In Omegaverse stories, humans take on animal-like qualities usually related to canid behavior, but it can be any kind of animal the writer wants. Alpha males and females can impregnate Omega males and females (this interpretation of the term Alpha male makes bro podcasts much more entertaining) and this new scent from Ram is specifically for those Omegas looking for their Alpha.
Don't believe me? Let's break it down.
Is Ram making cringe cool again?
In the first scene of the ad, we cut to a man's hand picking up the bottle from the center console of a truck, but he is clearly angling from the passenger seat. This is not a manly man driving his own destiny, he is a passenger princess. Ladies and gentlemen, less than one second into the ad and we've found our Omega.
"She's out there," the male voice-over artist says. But then we cut to two male goats making eye contact. Talk about mixed signals. It looks like our passenger princess is out and shifted into his mountain goat form.
"I'm waiting," the female VO actor says over a shot of the bottle of the fragrance, which Ram describes, among many scents, as musky. Is that the voice of the driver? Is that his best gal pal who drove him to the Grindr hook up? Safety first, but if you're going to do this solid for your omega friend you really should be more patient. This is love we're talking about, and love can't be rushed.
"Nothing can stop me," he says.
"I smell torque," she replies. I am not sure what torque smells like, possibly an omega in heat? Possibly whatever "Aquatic accord" is?
"This won't take long, my love," he says as two rams battle head-on. This is the only contact between animals we see, but you can infer the rest.
"I smell... power," says the woman. The camera cuts to a split second view of a lady ram.

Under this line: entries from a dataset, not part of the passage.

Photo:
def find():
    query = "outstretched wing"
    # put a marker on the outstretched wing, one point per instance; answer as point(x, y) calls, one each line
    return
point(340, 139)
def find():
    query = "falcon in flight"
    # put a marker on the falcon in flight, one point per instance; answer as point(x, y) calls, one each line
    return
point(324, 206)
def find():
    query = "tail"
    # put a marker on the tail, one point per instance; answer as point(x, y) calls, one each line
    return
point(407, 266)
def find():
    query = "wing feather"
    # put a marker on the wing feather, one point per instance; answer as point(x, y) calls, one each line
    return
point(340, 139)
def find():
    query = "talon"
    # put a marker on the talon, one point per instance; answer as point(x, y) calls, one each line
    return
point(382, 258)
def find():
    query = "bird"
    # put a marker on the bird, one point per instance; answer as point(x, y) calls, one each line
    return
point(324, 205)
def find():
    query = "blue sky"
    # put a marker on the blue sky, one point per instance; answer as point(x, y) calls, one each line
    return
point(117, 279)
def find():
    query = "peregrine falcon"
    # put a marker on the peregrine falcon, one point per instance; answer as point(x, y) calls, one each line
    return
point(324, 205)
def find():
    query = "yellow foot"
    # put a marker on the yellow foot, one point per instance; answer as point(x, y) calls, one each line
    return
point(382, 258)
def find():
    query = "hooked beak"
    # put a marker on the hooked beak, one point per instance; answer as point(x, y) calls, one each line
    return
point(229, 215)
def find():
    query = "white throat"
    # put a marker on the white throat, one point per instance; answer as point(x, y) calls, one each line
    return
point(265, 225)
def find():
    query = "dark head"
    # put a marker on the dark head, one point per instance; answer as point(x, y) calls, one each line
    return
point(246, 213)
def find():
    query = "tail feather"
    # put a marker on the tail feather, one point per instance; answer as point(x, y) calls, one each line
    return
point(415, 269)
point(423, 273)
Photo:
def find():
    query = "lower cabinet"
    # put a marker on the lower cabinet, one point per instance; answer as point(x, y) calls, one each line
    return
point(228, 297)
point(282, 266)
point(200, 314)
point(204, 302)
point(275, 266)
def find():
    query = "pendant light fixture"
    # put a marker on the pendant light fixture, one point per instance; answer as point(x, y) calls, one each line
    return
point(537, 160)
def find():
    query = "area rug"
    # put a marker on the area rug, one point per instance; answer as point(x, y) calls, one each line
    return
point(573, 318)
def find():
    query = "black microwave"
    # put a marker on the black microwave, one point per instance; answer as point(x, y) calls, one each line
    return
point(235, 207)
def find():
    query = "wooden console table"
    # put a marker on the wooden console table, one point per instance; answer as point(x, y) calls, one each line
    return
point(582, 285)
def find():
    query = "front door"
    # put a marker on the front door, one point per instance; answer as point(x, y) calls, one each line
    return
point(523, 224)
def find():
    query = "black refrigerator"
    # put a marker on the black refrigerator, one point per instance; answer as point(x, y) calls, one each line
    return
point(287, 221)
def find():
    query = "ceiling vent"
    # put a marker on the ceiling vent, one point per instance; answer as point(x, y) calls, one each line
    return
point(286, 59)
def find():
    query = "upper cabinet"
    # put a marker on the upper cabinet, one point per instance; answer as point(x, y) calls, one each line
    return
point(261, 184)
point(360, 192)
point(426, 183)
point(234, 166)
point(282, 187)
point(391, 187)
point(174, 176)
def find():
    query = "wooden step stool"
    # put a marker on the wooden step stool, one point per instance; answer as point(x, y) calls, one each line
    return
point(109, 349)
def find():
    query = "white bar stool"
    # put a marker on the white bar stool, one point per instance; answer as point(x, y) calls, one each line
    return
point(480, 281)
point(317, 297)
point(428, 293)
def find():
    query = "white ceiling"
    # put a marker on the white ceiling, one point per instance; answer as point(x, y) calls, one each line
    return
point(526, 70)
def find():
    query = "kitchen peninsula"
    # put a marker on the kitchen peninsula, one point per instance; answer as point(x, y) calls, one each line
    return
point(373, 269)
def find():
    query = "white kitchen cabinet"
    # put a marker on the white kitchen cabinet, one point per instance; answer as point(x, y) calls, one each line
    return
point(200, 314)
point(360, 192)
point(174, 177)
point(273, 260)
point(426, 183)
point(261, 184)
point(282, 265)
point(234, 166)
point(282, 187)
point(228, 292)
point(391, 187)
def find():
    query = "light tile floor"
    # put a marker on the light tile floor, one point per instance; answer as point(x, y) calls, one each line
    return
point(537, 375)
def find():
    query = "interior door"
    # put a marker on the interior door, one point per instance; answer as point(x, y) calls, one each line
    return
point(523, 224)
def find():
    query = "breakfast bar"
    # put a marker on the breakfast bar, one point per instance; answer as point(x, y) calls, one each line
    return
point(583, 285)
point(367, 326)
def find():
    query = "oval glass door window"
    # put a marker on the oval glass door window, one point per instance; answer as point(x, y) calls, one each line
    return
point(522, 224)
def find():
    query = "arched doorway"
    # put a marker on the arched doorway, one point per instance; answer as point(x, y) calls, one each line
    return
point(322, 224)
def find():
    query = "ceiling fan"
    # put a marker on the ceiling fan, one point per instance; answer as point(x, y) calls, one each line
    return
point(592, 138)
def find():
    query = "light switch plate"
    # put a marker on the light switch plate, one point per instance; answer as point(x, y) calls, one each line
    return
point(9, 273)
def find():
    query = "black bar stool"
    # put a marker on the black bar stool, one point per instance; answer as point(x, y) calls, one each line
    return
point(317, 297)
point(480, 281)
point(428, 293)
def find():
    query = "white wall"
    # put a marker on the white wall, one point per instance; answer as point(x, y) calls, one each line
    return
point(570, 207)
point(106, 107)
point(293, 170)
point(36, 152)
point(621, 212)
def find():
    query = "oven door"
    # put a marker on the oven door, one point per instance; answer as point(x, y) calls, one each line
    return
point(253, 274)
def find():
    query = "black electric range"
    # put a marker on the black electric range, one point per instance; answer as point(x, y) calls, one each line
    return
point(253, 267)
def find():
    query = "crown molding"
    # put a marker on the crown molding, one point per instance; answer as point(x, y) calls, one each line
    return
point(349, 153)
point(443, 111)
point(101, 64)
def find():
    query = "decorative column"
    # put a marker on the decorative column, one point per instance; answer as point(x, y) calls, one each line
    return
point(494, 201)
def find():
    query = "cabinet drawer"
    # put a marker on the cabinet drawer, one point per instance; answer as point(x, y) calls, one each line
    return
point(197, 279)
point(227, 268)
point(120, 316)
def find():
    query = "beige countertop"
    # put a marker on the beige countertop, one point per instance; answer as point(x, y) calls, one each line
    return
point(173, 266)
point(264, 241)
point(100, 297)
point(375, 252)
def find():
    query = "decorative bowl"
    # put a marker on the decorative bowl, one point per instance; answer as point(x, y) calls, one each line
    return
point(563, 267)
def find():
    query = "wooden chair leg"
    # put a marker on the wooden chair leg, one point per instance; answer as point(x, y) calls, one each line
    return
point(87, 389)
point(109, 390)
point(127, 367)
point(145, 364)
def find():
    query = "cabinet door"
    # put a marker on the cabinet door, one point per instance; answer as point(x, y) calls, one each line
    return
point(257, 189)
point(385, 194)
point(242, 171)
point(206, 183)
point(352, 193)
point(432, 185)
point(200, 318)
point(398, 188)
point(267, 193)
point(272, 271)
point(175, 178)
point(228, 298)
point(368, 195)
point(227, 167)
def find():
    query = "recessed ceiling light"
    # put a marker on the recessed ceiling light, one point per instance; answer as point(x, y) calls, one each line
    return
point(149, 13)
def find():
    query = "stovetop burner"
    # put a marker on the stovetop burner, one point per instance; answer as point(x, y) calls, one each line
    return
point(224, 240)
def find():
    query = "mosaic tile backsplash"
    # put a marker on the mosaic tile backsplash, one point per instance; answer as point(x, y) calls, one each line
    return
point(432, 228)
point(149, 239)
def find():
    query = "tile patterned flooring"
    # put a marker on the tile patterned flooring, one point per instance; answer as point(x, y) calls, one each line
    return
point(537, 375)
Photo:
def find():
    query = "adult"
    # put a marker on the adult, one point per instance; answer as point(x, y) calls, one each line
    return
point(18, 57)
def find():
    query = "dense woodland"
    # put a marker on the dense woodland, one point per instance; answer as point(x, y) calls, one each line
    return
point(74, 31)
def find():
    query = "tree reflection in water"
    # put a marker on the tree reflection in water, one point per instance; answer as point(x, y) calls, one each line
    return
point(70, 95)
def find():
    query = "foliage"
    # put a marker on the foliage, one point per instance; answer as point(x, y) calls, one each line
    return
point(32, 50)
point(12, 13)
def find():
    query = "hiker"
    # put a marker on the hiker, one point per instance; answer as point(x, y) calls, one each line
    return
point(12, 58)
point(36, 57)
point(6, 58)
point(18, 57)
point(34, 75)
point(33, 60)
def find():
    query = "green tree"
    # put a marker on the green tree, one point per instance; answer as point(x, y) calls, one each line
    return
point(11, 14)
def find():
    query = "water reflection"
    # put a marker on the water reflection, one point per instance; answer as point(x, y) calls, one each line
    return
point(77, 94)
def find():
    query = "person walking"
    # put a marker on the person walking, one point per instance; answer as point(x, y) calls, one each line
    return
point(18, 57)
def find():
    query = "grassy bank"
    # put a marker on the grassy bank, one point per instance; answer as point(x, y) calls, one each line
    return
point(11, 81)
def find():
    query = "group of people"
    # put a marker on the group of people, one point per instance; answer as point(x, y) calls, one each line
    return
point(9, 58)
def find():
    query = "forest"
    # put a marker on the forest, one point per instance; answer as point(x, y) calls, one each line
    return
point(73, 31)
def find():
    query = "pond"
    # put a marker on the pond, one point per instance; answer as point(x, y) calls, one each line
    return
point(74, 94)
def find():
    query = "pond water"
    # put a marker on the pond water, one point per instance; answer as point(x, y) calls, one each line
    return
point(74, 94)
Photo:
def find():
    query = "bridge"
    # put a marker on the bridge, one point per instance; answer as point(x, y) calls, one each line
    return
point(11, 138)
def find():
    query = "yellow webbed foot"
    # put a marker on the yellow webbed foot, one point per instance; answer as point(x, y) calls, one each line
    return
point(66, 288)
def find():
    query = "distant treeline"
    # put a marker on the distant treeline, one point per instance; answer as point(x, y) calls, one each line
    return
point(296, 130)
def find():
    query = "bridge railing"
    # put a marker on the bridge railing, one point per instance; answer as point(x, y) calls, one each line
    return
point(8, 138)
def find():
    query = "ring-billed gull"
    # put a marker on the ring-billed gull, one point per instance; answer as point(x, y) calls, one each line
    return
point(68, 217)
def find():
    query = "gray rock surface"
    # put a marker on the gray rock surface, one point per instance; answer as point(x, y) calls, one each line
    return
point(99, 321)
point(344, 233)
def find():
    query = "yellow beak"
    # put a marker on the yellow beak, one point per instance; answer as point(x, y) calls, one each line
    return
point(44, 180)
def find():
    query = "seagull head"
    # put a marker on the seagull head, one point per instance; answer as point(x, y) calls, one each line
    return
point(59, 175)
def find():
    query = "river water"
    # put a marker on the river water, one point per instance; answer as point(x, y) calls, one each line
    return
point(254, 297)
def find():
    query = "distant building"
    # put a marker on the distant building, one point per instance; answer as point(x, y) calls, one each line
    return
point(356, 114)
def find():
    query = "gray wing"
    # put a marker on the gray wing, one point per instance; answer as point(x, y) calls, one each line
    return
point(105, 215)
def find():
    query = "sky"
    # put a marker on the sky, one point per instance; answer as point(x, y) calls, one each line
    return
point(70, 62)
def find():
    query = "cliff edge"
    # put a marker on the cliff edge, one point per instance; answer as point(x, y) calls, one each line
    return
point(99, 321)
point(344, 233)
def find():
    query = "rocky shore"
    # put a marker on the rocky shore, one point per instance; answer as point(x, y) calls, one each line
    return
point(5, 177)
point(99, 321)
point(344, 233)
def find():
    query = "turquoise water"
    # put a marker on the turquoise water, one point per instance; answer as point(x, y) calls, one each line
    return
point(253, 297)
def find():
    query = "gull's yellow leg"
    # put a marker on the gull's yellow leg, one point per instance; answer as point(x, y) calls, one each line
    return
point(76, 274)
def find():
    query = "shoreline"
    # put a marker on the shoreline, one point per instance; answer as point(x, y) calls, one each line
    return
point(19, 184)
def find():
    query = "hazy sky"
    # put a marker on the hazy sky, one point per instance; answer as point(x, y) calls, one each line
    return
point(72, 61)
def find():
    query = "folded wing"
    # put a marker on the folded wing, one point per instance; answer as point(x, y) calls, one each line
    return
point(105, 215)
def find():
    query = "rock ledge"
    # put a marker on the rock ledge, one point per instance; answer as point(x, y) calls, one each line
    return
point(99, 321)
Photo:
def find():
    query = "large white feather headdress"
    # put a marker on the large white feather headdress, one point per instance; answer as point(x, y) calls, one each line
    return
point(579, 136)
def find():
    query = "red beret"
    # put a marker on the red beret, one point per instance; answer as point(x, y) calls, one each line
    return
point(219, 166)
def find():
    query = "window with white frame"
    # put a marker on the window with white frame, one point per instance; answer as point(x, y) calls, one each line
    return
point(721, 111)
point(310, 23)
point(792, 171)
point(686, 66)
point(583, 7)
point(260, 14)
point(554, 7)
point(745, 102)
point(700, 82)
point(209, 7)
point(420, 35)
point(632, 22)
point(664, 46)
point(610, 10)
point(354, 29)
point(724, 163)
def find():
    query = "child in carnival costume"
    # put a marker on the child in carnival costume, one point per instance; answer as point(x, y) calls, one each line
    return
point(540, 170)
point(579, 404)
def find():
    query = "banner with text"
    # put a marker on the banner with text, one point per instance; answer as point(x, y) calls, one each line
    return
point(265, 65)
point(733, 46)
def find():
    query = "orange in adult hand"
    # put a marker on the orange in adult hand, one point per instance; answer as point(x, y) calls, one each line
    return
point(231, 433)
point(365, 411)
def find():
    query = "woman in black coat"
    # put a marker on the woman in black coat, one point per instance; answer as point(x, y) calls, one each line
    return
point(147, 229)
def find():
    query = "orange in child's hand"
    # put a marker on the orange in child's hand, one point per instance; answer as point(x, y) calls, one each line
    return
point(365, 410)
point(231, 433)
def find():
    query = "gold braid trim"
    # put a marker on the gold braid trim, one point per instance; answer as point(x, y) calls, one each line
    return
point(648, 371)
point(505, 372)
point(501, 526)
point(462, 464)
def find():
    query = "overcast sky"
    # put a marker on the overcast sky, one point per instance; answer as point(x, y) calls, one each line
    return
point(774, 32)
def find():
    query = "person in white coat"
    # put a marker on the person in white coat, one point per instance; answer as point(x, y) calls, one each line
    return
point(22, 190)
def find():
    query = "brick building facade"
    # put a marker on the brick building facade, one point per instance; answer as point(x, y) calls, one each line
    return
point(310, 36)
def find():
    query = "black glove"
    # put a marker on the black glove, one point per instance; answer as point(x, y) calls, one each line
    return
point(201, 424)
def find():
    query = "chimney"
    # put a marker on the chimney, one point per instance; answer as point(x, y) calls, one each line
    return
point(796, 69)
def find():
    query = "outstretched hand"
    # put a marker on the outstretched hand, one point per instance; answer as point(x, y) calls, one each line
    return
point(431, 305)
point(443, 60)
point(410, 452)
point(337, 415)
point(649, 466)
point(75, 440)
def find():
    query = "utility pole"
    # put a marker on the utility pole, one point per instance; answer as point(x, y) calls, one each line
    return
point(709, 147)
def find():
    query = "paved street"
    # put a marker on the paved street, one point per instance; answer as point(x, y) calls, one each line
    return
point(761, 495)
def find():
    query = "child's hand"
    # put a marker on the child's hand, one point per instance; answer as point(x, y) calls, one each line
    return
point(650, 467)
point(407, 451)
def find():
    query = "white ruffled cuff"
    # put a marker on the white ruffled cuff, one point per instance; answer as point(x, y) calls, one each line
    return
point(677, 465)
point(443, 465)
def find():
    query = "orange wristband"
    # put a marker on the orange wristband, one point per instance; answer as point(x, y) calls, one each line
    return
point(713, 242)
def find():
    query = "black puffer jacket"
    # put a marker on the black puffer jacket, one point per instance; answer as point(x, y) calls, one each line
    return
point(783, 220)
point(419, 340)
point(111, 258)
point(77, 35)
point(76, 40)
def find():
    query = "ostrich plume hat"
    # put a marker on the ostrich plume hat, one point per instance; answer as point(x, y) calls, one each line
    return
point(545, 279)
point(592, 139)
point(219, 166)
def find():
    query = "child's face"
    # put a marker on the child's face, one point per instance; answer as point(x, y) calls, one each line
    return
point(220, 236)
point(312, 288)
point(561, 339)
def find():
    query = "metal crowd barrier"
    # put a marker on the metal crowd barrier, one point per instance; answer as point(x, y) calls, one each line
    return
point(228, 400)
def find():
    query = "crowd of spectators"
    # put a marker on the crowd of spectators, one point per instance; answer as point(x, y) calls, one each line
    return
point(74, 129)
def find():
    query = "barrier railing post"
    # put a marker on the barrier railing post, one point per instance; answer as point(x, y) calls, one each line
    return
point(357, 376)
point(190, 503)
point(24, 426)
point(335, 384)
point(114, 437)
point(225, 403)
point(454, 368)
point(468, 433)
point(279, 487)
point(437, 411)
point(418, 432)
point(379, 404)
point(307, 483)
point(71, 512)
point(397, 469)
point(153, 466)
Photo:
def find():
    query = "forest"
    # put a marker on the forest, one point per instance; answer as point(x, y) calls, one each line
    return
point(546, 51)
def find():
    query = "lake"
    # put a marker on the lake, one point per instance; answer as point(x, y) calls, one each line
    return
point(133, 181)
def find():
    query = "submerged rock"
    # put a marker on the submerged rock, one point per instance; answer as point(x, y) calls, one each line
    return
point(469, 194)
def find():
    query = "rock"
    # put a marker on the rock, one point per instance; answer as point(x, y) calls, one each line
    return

This is the only time we see a female ram and it looks like her omega friend is trying to jump over her? Possibly to celebrate a hookup gone well. This scene is followed by a spritz of fragrance, like an Omega who has been marked by his Alpha (yes that is a part of this too, try and keep up).
In the final shot, the words "Not a scent. A mating call" are shown over a shot of the bottle. That's something I'd expect, err... I mean, our speculative fiction experts would expect to hear in an Omegaverse story.
"Ram, for men," he says to finish off the ad. Yes, I expect men to get rammed, why are we beating around the bush here? I clicked your acknowledgement of adult themes, Archive Of Our Own, let's go!